Zonal statistic applied ("mean", "categorical").

TYPE: str or None

year

NLCD year(s) for multi-epoch land cover.

TYPE: int or list[int] or None

time_period

Temporal range [start, end] in ISO format for temporal datasets.

TYPE: list[str] or None

description

Human-readable description of what this parameter represents.

TYPE: str

RAISES DESCRIPTION
ValueError

If both variable and variables are set simultaneously.

TopographyDatasets

Bases: BaseModel

Topography parameters derived from DEM zonal statistics.

PARAMETER DESCRIPTION
available

Curated datasets available in the registry for this category.

TYPE: list[str]

hru_elev

Mean HRU elevation.

TYPE: ParameterEntry or None

hru_slope

Mean HRU land surface slope.

TYPE: ParameterEntry or None

hru_aspect

Mean HRU aspect.

TYPE: ParameterEntry or None

SoilsDatasets

Bases: BaseModel

Soil parameters derived from soil property datasets.

PARAMETER DESCRIPTION
available

Curated datasets available in the registry for this category.

TYPE: list[str]

soil_type

Soil type classification (1=sand, 2=loam, 3=clay).

TYPE: ParameterEntry or None

sat_threshold

Gravity reservoir storage capacity (from porosity).

TYPE: ParameterEntry or None

soil_moist_max

Maximum available water-holding capacity.

TYPE: ParameterEntry or None

soil_rechr_max_frac

Recharge zone storage as fraction of soil_moist_max.

TYPE: ParameterEntry or None

LandcoverDatasets

Bases: BaseModel

Land cover parameters for vegetation type, density, and interception.

PARAMETER DESCRIPTION
available

Curated datasets available in the registry for this category.

TYPE: list[str]

cov_type

Vegetation cover type.

TYPE: ParameterEntry or None

hru_percent_imperv

Impervious surface fraction.

TYPE: ParameterEntry or None

covden_sum

Summer vegetation cover density (0--1 fraction).

TYPE: ParameterEntry or None

covden_win

Winter vegetation cover density (0--1 fraction).

TYPE: ParameterEntry or None

srain_intcp

Summer rain interception storage capacity (inches).

TYPE: ParameterEntry or None

wrain_intcp

Winter rain interception storage capacity (inches).

TYPE: ParameterEntry or None

snow_intcp

Snow interception storage capacity (inches).

TYPE: ParameterEntry or None

SnowDatasets

Bases: BaseModel

Snow parameters from depletion curve classification and historical SWE data.

PARAMETER DESCRIPTION
available

Curated datasets available in the registry for this category.

TYPE: list[str]

hru_deplcrv

Snow depletion curve class per HRU. Source is typically the GFv1.1 CV_INT raster (categorical majority).

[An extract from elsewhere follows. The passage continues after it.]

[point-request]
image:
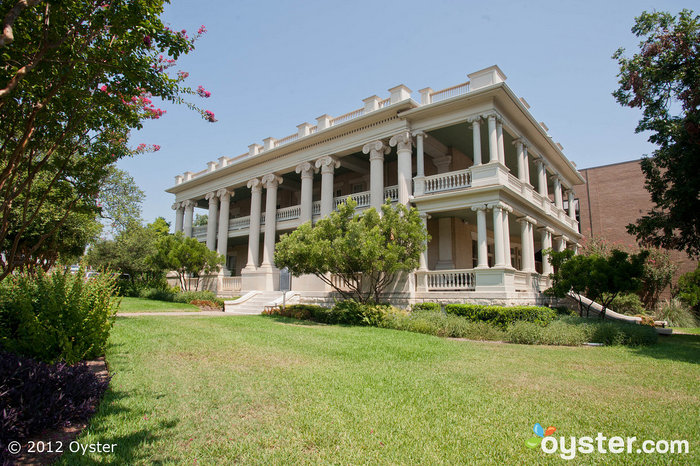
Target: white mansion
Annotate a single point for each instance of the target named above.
(492, 186)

Indexes into the SDC table to populate snarea_curve.

TYPE: ParameterEntry or None

snarea_thresh

Snow depletion threshold (calibration seed from historical max SWE).

TYPE: ParameterEntry or None

WaterbodyDatasets

Bases: BaseModel

Depression storage and HRU type from waterbody overlay.

PARAMETER DESCRIPTION
available

Curated datasets available in the registry for this category.

TYPE: list[str]

hru_type

HRU type (0=inactive, 1=land, 2=lake, 3=swale).

TYPE: ParameterEntry or None

dprst_frac

Fraction of HRU with surface depressions.

TYPE: ParameterEntry or None

StaticDatasetsConfig

Bases: BaseModel

Static dataset declarations grouped by domain category.

Each category contains explicit parameter fields that map to SIR data produced by the Phase 1 pipeline.

PARAMETER DESCRIPTION
topography

DEM-derived parameters (elevation, slope, aspect).

TYPE: TopographyDatasets

soils

Soil property parameters.

TYPE: SoilsDatasets

landcover

Land cover and impervious surface parameters.

TYPE: LandcoverDatasets

snow

Historical snow parameters.

TYPE: SnowDatasets

waterbodies

Depression storage and HRU type.

TYPE: WaterbodyDatasets

ForcingConfig

Bases: BaseModel

Temporal forcing time series declarations.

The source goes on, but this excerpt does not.